Die Vollstreckung des Urteils. Der vor Wut schnaubende König ließ in seiner Zornesglut den Ofen siebenmal mehr heizen als sonst. Ein so dreistes Verhalten wider den Befehl des Königs, eine solche Bloßstellung und Verachtung seiner Macht ‑ und das sogar von weggeführten Juden ‑ mußte exemplarisch bestraft werden, damit in Zukunft die Wiederholung eines ähnlichen Majestätsverbrechens für immer ausgeschlossen sei. Die stärksten Männer des Heeres erhielten den Befehl, Sadrach, Mesach und Abednego zu binden und sie in ihren Kleidern in den brennenden Ofen zu werfen. Die Hitze war so unerträglich, daß die Schergen, welche die drei Männer in den Ofen werfen mußten, von ihr versehrt wurden. Und ein grausamer König und viele andere mit ihm, konnten diesem Schauspiel voller Genugtuung zusehen. So ist der natürliche Mensch in seinem religiösen Fanatismus. Ist es nicht höchst beachtenswert, daß der erste Mord, den die Geschichte zu berichten weiß, ein Religionsmord war. Tötete Kain seinen Bruder Abel nicht aus einer gewissen religiösen Mißgunst heraus? ‑ Und ist die Kirchengeschichte nicht voll von erschütternden Gerichten über Qual und Tod von treuen Zeugen Gottes? Wir erinnern an die Millionen von Glaubenszeugen, die im Laufe der Zeit ermordet wurden. ‑Wer kennt nicht die Geschichte der Hugenotten, der Waldenser, der Inquisitionszeit und der grausamen Bartholomäusnacht.
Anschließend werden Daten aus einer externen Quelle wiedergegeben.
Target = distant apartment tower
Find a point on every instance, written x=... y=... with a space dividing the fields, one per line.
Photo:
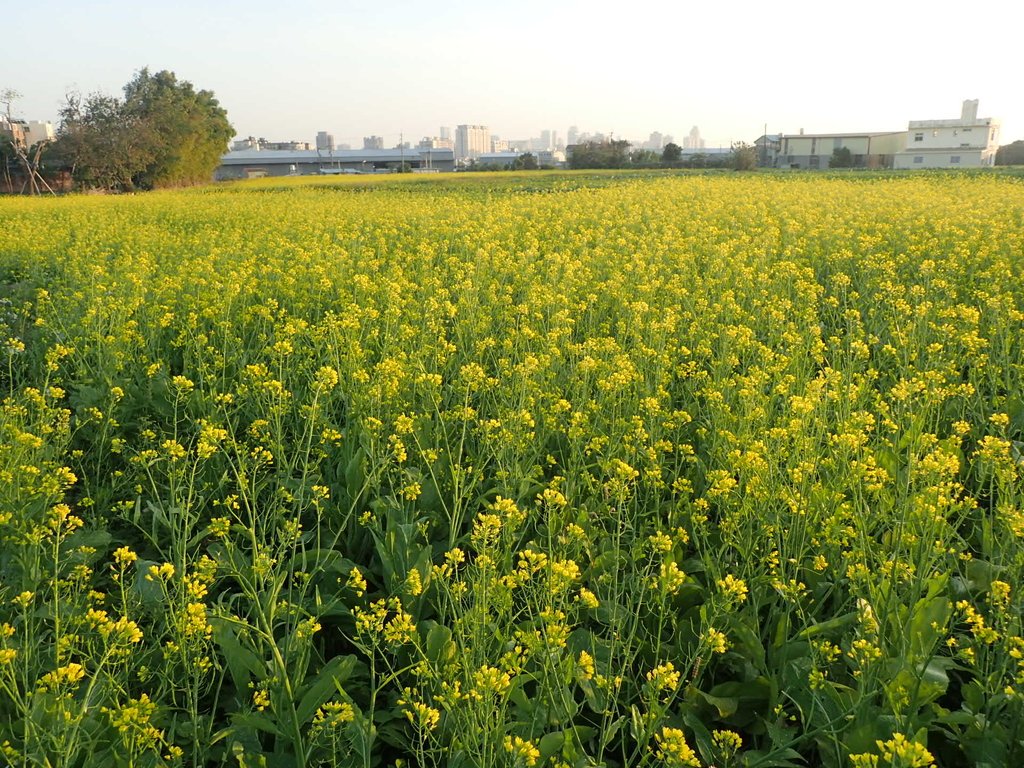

Die Schrift weissagt aber noch Schlimmeres. Was sich hier, zu Beginn der Zeiten der Nationen, abgespielt hat, wird sich in bei Endzeit wiederholen. In Off 13,7 lesen wir, daß dem Tier Macht gegeben wird, mit den Heiligen zu streiten und sie zu überwinden, und aus Off 17,14 lernen wir, daß die zehn Könige, unter der Führung des Tieres, mit dem Lamme streiten werden. Doch wie es in den Tagen Nebukadnezars eine große Offenbarung von Seiten Gottes gab, so wird es am Ende sein. Man denke nur an die großen Zeichen der zwei Zeugen in Off 11. Der Endzweck jener furchtbaren kommenden Verfolgung wird der sein, Gottes Volk gänzlich zu vernichten. Überaus heiß wird dann das Feuer der dreieinhalbjährigen Trübsal brennen, in welchem sich besonders der „Gläubige“ Überrest Israels befinden wird. Gott aber wird antworten! Das ganze an Gott gläubige Israel wird durch das Eingreifen Gottes gerettet werden (Off 19,17-21; Sach 14,3, 9; Joel 4,1-2). Wir sehen hier, nebenbei gesagt, daß die Endzeit trotz all ihrer Bosheit „religiös“ sein wird. Falsche Propheten, falsche Christus und Wölfe in Schafskleidern werden auftreten, und die religiöse Welt wird ihnen anhangen. Das Wesen des Menschen ist im tiefsten Grunde religiös, und wenn er nicht an den lebendigen Gott glaubt, so glaubt er sicher an selbstgemachte Götter.